Until We Meet Again

by scioscribe



Category: Hell House - Richard Matheson
Genre: Cannibalism, Canon-Typical Behavior, Destroying the Happy Ending, Dreams and Nightmares, F/F, Forced Orgasm, Horror, Internalized Homophobia, Invasion of Privacy, Needles, Object Insertion, Post-Canon, Sexual Violence, Voyeurism
Language: English
Status: Completed
Published: 2020-12-25
Updated: 2020-12-25
Packaged: 2021-03-11 04:55:50
Rating: Explicit
Warnings: Creator Chose Not To Use Archive Warnings
Chapters: 1
Words: 3,391
Publisher: archiveofourown.org
Story URL: https://archiveofourown.org/works/28189572
Author URL: https://archiveofourown.org/users/scioscribe/pseuds/scioscribe
Summary: “I don’t mean ordinary nightmares,” Fischer says. “I’ve had enough of those that I can tell the difference.”“I have dreams too,” Edith says carefully. “Very vivid ones, even. But I think it’s a mistake to read too much into them.”
Relationships: Edith Barrett/Original Female Character
Comments: 5
Kudos: 30
Collections: Yuletide 2020





	Until We Meet Again

**Author's Note:**

  * For [xenocuriosa](https://archiveofourown.org/users/xenocuriosa/gifts).



It’s been two years since Edith last saw Fischer.

He looks worse for wear: his hair, already threaded through with gray, is untrimmed, and his skin is sallow.
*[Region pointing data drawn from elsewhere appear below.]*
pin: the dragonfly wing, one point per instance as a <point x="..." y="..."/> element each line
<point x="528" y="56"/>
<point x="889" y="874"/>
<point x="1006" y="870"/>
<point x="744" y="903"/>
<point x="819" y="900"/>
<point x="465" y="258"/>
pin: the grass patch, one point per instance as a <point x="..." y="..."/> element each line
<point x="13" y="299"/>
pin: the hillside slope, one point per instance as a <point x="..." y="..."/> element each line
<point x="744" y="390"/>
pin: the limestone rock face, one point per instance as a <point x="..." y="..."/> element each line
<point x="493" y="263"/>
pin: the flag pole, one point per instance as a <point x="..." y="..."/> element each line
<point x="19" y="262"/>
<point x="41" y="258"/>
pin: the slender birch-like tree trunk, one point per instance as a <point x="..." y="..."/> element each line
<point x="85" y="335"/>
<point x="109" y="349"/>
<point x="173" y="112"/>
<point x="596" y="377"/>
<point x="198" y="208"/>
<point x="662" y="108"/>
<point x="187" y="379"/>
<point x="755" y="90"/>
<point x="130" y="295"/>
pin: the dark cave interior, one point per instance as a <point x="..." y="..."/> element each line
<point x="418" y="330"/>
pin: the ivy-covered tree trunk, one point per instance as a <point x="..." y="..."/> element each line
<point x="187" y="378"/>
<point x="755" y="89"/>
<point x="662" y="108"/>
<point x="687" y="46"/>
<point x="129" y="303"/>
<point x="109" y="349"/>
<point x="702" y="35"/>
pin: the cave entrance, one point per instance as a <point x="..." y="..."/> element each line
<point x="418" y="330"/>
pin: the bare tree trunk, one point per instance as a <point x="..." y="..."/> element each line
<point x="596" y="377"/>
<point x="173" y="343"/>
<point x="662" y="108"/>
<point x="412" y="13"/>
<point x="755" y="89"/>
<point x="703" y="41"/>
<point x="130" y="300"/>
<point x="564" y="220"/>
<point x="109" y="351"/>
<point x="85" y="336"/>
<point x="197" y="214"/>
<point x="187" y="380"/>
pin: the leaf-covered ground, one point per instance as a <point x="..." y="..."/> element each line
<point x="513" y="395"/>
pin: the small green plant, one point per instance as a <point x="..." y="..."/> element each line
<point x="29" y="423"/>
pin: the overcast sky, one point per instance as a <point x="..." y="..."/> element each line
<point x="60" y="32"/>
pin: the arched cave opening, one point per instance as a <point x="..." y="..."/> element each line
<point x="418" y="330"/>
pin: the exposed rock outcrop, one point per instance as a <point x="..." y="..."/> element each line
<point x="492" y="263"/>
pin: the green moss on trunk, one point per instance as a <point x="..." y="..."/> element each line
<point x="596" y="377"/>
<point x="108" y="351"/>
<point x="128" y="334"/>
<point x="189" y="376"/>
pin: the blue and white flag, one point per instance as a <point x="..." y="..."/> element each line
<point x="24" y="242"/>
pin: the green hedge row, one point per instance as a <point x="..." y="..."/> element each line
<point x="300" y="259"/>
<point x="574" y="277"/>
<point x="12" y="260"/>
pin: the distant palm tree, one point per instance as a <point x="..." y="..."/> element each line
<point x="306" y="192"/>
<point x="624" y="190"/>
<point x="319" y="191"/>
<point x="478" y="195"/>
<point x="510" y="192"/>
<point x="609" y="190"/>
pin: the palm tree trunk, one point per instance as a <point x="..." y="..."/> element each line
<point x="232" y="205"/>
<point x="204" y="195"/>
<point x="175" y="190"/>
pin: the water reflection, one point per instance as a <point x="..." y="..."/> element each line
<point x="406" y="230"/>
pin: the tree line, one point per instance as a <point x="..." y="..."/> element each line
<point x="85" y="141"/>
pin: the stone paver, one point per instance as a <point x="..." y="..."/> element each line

He’s lost so much weight that he’s an odd collection of jutting bones, all sharp lines and unnatural angles.

She has to try hard not to feel her own health indicts her. When she looked in the mirror this morning, she saw the rosy tint to her face and the new fullness of her cheeks, as round and bright as apples. A breath seemed to stir against her skin— _I’d like to take a bite out of you._ She looks like someone who has been enjoying herself.

When Fischer says, “You’re looking well,” she knows he means it.

* * *

Three women are rutting on the banquet table at the Belasco House. One of them is flat on her back, her legs splayed open. Her exposed cunt, a dark pink triangle, is glistening and untouched. She’s presented for an unusual violation: another woman is lacing needles through the skin of her inner thighs, taking up little pinches of delicate, sensitive skin and then forcing the needle through. When she pierces the woman on display, she wriggles and writhes with excitement. She flattens her palm against her own cunt and rubs up against herself.

The third woman sits on the first woman’s face, the lips of her cunt spread open and slicked by the first woman’s tongue. She twitches idly, rolling her hips, stifling the whimpering coming from beneath her.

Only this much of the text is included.